Patrons pick girls by the number they wear, negotiating the price with the bar’s “mamasan,” a female bar owner, usually about $30 for a few hours or $95 for a night.
“The bar owners literally don’t care about the girls,” Carlson said. “They could leave and not come back. They won’t chase them down.”
Mamasans have no reason to care because there is always a steady supply of girls.
“If I needed money, all I have to do is say, ‘Can I have a job?’ ” Carlson said. “They can give you an outfit or tell you to take off your clothes, and that’s what you’ll wear tonight.”
Carlson, of Eagan, was one of eight from Arise Women Ministries of Minneapolis on the mission to find sex workers who may want to escape the sex trade.
They posed as customers, picking out girls, then sitting with them in the bar or club and talking to them or offering them a free manicure.
“They’ll sit next to you in a bikini,” Carlson said. “Their goal is to get you to buy time with them.”
One girl kept giggling because she thought it so odd that when they spoke, Carlson would look at the girl’s eyes instead of her body.
“She was not used to that,” Carlson said.
Most of the real sex tourists were Western men.
“I was able to understand what the men were saying,” Carlson said. “It was the most uncomfortable part for me.”
She said most of the men visited the bars in pairs. Two men who sat near Carlson were apparently experiencing their first visit.
One of the men, who Carlson thought was in his 30s, expressed his excitement about the opportunity as he picked a girl, then had her sit on his lap and was touching her while talking to his friend.
“She was very young,” Carlson said. “It was really hard to see that.”
Carlson and the others worked in teams, looking for girls who might be prospects for local ministries seeking to give them a way out of trafficking by offering them jobs making T-shirts, jewelry or sewing.
It is a ministry model Carlson said she would like to replicate here, but she is not sure how to deal with the pimps.

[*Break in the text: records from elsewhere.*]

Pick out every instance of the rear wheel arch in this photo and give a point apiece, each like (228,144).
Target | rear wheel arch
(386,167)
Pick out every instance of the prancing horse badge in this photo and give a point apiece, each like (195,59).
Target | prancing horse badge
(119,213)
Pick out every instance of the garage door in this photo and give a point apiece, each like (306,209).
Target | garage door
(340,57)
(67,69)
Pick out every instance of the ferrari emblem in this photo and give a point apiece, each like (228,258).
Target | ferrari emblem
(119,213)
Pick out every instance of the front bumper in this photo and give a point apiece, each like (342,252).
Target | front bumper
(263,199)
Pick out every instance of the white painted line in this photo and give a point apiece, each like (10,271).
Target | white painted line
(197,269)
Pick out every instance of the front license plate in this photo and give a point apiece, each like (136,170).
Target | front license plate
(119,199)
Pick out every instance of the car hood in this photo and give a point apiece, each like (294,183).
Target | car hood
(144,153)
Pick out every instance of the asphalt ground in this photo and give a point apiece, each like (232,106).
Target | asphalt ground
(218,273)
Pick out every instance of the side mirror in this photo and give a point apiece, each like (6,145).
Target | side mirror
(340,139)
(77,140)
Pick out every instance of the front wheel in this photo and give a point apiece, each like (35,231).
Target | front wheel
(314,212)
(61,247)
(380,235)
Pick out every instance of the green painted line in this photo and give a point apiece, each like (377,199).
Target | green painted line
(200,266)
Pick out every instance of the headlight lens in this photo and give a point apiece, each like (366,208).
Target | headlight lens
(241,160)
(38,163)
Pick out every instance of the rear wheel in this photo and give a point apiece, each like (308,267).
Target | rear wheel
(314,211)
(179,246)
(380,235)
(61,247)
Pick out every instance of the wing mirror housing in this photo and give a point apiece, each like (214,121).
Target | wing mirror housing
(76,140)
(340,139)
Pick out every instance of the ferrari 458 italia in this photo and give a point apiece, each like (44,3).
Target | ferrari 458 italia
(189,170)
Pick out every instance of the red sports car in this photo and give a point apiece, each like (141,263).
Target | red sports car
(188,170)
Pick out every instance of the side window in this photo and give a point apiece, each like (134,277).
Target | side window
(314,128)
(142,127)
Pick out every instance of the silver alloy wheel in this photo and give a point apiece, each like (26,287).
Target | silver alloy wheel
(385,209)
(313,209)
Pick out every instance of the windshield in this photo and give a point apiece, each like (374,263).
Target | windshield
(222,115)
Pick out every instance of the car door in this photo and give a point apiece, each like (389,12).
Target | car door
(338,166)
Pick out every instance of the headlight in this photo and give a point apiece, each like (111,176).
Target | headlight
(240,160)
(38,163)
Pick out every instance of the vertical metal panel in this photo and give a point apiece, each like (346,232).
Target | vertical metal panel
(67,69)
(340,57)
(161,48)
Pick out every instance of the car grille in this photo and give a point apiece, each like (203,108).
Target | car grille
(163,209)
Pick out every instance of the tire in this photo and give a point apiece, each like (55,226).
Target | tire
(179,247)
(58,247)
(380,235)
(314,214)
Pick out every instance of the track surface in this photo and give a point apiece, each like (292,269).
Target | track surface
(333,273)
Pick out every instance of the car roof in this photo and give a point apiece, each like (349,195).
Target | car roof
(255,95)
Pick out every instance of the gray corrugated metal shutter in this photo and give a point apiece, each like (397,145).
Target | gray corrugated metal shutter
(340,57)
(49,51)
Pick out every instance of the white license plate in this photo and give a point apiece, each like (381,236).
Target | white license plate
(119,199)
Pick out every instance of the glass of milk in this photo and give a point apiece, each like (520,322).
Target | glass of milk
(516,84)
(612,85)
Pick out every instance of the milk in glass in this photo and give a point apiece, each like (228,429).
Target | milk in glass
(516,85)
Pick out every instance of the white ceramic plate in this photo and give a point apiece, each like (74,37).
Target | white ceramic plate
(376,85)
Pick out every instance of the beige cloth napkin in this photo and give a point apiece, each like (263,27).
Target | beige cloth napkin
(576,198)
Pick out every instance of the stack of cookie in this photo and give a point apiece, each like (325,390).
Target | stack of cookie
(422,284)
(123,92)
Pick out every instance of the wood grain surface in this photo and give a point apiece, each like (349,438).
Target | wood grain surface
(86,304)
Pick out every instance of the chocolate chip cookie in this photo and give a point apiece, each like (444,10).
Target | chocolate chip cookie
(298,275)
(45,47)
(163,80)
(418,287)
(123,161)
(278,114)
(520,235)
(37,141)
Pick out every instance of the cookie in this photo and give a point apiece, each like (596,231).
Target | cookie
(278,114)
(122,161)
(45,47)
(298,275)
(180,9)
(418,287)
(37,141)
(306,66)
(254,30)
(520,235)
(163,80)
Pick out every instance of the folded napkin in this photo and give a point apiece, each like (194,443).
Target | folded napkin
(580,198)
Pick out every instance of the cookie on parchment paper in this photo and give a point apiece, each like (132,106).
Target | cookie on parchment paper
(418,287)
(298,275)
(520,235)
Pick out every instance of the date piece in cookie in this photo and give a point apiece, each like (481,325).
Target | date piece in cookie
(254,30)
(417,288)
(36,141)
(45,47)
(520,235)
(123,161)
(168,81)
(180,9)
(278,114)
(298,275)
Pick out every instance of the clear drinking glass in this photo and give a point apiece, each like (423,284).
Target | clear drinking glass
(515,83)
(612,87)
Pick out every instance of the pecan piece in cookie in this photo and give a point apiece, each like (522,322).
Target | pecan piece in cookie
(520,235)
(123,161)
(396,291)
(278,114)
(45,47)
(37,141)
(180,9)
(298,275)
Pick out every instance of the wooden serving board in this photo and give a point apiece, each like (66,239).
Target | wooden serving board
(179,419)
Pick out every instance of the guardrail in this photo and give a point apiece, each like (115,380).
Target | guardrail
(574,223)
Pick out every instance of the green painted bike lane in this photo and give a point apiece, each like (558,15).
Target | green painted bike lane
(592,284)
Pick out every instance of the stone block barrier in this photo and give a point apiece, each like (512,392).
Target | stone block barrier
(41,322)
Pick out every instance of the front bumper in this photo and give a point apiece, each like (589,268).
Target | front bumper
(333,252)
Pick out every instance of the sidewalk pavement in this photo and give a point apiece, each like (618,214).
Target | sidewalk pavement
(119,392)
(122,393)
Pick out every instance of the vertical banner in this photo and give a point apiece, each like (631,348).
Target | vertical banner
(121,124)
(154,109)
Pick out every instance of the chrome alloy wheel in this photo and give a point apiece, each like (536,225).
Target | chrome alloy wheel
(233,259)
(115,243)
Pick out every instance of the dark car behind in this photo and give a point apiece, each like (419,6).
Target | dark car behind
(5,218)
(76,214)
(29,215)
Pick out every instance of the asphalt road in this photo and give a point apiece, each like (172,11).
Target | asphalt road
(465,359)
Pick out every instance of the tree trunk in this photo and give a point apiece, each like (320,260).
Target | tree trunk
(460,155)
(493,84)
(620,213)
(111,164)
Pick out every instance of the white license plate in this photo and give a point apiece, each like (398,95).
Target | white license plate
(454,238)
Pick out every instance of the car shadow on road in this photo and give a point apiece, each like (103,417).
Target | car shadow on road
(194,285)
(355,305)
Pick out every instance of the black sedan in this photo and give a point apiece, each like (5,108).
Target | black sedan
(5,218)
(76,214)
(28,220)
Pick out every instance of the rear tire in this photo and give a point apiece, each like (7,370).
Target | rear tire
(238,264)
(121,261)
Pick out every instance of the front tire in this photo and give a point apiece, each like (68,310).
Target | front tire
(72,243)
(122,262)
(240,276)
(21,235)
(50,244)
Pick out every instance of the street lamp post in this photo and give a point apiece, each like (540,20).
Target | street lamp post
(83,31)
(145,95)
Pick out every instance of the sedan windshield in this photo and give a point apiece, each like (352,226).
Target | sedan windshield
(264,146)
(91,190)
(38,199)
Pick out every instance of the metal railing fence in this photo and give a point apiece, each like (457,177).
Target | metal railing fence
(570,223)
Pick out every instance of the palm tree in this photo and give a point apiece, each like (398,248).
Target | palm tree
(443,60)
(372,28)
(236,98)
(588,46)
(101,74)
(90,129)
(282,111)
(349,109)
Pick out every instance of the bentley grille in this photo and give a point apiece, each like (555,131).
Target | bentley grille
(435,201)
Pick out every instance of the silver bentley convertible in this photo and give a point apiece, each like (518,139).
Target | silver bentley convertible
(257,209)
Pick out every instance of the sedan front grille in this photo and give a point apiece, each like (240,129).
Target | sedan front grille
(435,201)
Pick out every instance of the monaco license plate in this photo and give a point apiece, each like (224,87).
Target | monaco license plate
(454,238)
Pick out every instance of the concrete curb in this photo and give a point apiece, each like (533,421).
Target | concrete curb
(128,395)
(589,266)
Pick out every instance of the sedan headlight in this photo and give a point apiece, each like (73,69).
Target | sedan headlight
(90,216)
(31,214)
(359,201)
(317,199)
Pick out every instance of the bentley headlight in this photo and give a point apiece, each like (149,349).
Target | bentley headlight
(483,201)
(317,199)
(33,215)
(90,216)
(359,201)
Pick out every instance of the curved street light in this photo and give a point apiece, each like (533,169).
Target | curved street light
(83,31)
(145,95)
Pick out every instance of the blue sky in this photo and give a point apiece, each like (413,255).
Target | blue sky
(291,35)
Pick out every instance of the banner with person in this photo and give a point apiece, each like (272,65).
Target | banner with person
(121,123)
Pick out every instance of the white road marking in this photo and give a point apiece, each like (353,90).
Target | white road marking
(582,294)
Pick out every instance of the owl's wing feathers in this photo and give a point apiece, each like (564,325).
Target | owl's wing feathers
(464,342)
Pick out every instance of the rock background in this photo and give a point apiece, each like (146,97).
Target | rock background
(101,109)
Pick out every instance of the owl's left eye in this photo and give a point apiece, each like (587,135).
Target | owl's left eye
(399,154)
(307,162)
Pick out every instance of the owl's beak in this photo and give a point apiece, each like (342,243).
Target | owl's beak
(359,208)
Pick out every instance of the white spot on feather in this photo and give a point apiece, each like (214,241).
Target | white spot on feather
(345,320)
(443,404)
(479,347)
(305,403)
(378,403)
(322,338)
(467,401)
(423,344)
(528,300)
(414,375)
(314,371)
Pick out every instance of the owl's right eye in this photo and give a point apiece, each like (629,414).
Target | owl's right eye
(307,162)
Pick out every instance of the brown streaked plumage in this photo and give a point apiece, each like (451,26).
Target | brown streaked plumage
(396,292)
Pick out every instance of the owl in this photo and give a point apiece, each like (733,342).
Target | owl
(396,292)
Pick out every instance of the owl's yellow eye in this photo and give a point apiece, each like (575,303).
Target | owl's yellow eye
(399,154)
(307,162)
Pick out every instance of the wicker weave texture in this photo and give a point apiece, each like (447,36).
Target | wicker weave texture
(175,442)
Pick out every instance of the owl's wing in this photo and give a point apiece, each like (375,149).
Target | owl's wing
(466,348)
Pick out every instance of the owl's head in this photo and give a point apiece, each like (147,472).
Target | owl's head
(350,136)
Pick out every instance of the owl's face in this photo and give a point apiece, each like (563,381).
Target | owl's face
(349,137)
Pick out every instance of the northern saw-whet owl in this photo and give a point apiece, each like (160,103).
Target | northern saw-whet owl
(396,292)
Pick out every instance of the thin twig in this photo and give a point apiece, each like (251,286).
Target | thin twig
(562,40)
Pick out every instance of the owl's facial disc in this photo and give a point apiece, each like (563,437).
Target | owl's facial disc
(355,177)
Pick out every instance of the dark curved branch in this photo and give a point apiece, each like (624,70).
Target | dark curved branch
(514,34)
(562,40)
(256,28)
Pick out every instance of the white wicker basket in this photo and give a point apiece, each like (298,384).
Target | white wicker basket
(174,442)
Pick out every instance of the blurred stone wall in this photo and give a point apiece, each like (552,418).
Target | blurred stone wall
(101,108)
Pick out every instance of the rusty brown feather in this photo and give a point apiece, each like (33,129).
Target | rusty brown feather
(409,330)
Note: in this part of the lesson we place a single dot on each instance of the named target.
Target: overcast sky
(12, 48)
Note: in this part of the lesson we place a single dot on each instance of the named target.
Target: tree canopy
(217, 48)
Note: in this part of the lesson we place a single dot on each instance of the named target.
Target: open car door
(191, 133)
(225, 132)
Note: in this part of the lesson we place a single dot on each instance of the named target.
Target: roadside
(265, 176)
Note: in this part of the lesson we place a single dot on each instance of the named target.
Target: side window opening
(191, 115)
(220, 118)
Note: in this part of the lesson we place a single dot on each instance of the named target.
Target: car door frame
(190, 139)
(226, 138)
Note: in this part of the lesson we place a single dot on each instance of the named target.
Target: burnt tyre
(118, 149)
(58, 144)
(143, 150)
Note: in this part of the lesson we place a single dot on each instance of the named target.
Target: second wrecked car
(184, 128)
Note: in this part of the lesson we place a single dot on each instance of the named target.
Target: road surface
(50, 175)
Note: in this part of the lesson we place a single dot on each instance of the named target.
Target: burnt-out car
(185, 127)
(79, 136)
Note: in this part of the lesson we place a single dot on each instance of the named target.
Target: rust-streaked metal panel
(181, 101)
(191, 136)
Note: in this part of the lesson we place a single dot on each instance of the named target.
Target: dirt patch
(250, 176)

While prostitution is “part of the culture” in Thailand, Carlson said, in Minnesota, girls and women are often tricked by their pimps into thinking they care for them before they are raped, drugged, manipulated, threatened and beaten to make them compliant. The pimps are often violent and have chased girls down to make them return.
Carlson helped one local woman escape prostitution before she was under a pimp’s control.
The woman was working in strip clubs and making extra cash on her own as a prostitute. The owner of one of the clubs she worked at was pressuring her to work for him.
She called Carlson, who helped her find resources, assisted her with her resume and job interview skills. She now has safe housing and a job.
Carlson also recently helped the woman raise enough money for her children’s school supplies, then took her shopping to get them.
“I really like some of the models I saw of ministries in Thailand,” Carlson said. “I’d like to see how they could be implemented in the United States. I’m just not sure how to do it yet.”